IVREA.La casa circondariale potrebbe ospitare un massimo di 208 detenuti. Attualmente ce ne sono 281, cui vanno aggiunti gli otto che scontano la pena con misure alternative, cinque che lavorano esternamente e tre che usufruiscono della semilibertà. Oltre il 40% dei detenuti è in attesa di giudizio o, comunque, non ha ancora una pena definitiva.
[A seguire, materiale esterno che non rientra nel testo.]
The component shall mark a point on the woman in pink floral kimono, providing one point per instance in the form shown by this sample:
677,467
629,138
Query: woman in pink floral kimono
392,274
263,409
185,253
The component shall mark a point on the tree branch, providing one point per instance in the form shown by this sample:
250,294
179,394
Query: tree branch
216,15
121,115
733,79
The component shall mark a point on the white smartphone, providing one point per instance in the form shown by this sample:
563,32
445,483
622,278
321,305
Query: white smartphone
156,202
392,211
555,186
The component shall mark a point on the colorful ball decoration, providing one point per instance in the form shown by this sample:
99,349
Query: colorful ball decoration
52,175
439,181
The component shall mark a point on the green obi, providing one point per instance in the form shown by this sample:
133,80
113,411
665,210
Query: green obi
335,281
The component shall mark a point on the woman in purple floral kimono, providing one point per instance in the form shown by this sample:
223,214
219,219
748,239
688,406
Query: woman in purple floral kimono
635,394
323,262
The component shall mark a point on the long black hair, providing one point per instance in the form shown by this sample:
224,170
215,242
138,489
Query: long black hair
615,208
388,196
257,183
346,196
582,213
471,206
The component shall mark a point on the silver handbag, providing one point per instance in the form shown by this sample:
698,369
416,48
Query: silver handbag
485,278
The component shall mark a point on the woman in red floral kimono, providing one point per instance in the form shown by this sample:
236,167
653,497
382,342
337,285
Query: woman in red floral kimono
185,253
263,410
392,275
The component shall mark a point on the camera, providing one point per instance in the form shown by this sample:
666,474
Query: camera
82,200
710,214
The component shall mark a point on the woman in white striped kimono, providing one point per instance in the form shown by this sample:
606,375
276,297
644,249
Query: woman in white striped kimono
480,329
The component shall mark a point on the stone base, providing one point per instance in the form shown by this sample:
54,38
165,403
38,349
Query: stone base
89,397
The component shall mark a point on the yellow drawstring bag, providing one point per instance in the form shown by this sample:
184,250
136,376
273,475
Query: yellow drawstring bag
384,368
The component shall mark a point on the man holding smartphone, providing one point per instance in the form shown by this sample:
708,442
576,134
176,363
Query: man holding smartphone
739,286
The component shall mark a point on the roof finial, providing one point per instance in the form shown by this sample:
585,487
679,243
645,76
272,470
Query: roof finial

Il 40% della popolazione carceraria eporediese è tossicodipendente; il 66% composta di stranieri. Dal primo gennaio 2004 si sono registrati 12 casi di autolesionismo, 26 casi di scioperi della fame e ben 4 tentativi di suicidio. Recentemente c'è stato il suicidio di S. T., 28 anni, di origine marocchina. «Di carcere si continua a morire - denuncia Mario Contu-. Dietro le sbarre finiscono per lo più i reietti della società, quelli che una volta liberi finiscono con l'essere ospitati nei dormitori. Abbiamo smarrito il senso che la Costituzione dà agli istituti di pena: detenzione ai fini rieducativ». L'area pedagogica avrebbe bisogno di 4 educatori, mentre attualmente ne sono in servizio appena la metà. Altre note dolenti: la carenza di personale di polizia penitenziaria. Ad Ivrea sono in forza 117 agenti, su una pianta organica di 200. Nel comparto amministrativo mancano 12 impiegati dei 23 previsti. Per quanto riguarda i detenuti che lavorano, il carcere si presenta come una realtà ben integrata con le amministrazioni locali: due lavorano al Comune di Ivrea, uno a Pavone, uno a Samone e uno con la comunità montana Valle Sacra. «Potremmo far lavorare anche altri detenuti - conclude con amarezza il vicesindaco Rao - ma dal magistrato di sorveglianza non arrivano le autorizzazioni». (vi.io.)